Soil classification according to the FAO methodology.
Suitability and limitations of soils for production: Agrological Classes.
These contents will be presented as follows:
LECTURES
PART I: 5 h
1.- CONCEPTS OF SOIL SCIENCE AND SOIL
Concept of Soil Science. Concept of soil. Vertical organization of soils: Profile and horizons. Classification and definition of the main horizons. Lateral organization.
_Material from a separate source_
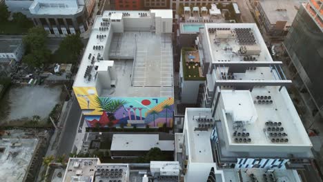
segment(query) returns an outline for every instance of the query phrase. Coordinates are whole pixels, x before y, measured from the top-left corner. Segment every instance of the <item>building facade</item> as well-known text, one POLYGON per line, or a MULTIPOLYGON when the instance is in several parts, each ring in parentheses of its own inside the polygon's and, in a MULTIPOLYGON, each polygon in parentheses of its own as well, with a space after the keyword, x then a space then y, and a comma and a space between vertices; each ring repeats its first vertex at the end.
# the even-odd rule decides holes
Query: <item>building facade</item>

Concept of pedon and poly-pedon.
2.- SOIL FORMING FACTORS
Study of the action of soil formation factors and their influence on soil properties. Weather and climate. Parent material. Relief. Organisms. Time.
Lectures Part I: 5 h
Study time Part I: 10 h
PART II: 5 h
3.- THE SOIL AS A DISPERSE SYSTEM
Soil phases. Definition of solid phase. Soil texture. Representation and interpretation of results.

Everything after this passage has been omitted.